While energy markets face a wide range of uncertainties, the strengthened focus by governments on energy security and affordability – particularly in Europe – is building new momentum behind efforts to accelerate the deployment of energy efficiency solutions and renewable energy technologies. The outlook for renewables for 2023 and beyond will therefore depend to a large extent on whether new and stronger policies are introduced and implemented over the next six months.
Solar/Wind installation costs up, but fossil prices have risen even faster
The current growth in renewable power capacity would be even faster without the current supply chain and logistical challenges. The cost of installing solar PV and wind plants is expected to remain higher than pre-pandemic levels throughout 2022 and 2023 because of elevated commodity and freight prices, reversing a decade of declining costs. However, they remain competitive because prices for natural gas and other fossil fuel alternatives have risen much faster.
Global additions of solar PV capacity are on course to break new records in both this year and next, with the annual market reaching 200 GW in 2023. Solar’s growth in China and India is accelerating, driven by strong policy support for large-scale projects, which can be completed at lower costs than fossil fuel alternatives. In the European Union, rooftop solar installations by households and companies are expected to help consumers save money as electricity bills rise.
Wind: policy uncertainty
Policy uncertainties, as well as long and complex permitting regulations, are preventing much faster growth for the wind industry. Having plunged 32% in 2021 after exceptionally high installations in 2020, additions of new onshore wind capacity are expected to recover slightly this year and next.
New additions of offshore wind capacity are set to drop 40% globally in 2022 after having been buoyed last year by a huge jump in China as developers rushed to meet a subsidy deadline. But global additions are still on course to be over 80% higher this year than in 2020. Even with its slower expansion this year, China will surpass Europe at the end of 2022 to become the market with the largest total offshore wind capacity in the world.
Biofuel demand recovered in 2021 from its pandemic lows to reach more than 155 billion litres – near 2019 levels.
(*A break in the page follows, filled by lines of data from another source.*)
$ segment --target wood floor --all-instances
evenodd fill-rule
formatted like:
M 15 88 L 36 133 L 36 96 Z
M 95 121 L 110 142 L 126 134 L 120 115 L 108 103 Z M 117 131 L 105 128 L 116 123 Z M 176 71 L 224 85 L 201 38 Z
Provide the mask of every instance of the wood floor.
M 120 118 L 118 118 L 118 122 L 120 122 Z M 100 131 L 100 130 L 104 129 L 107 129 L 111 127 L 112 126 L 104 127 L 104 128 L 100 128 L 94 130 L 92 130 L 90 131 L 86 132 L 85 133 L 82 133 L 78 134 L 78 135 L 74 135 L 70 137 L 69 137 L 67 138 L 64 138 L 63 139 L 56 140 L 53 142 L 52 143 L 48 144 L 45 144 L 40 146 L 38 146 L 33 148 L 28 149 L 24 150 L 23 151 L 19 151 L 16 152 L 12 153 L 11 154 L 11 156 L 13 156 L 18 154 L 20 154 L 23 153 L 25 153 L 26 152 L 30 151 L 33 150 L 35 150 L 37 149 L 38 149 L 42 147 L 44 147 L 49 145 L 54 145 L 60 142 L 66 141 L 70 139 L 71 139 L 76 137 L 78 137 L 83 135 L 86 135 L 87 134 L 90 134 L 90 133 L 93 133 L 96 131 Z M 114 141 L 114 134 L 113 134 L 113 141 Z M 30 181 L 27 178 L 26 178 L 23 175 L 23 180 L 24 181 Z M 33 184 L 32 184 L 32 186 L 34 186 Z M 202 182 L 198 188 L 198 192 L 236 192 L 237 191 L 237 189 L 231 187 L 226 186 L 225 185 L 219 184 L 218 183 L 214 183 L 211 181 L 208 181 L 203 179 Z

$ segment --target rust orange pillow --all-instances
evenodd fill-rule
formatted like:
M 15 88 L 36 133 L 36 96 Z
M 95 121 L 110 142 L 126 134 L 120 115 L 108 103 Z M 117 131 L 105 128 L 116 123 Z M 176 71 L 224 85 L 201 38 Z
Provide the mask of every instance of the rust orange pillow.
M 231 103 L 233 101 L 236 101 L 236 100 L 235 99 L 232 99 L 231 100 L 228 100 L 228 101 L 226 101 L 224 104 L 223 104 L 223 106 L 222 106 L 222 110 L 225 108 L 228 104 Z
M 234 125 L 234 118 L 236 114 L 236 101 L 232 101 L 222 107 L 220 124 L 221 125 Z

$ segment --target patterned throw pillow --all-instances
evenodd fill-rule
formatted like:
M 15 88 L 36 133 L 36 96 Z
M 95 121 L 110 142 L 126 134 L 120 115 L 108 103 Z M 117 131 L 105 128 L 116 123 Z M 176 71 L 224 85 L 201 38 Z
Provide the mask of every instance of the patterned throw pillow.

Demand is expected to keep rising – by 5% in 2022 and 3% in 2023. However, the impacts of Russia’s invasion of Ukraine have contributed to a 20% downward revision of our previous forecast for biofuel growth in 2022. Since biofuels are blended with gasoline and diesel, much of the downward revision stems from slowing demand for transport, which has been depressed by a combination of factors including growing inflationary pressures, weaker global economic growth and Covid-related mobility restrictions in China.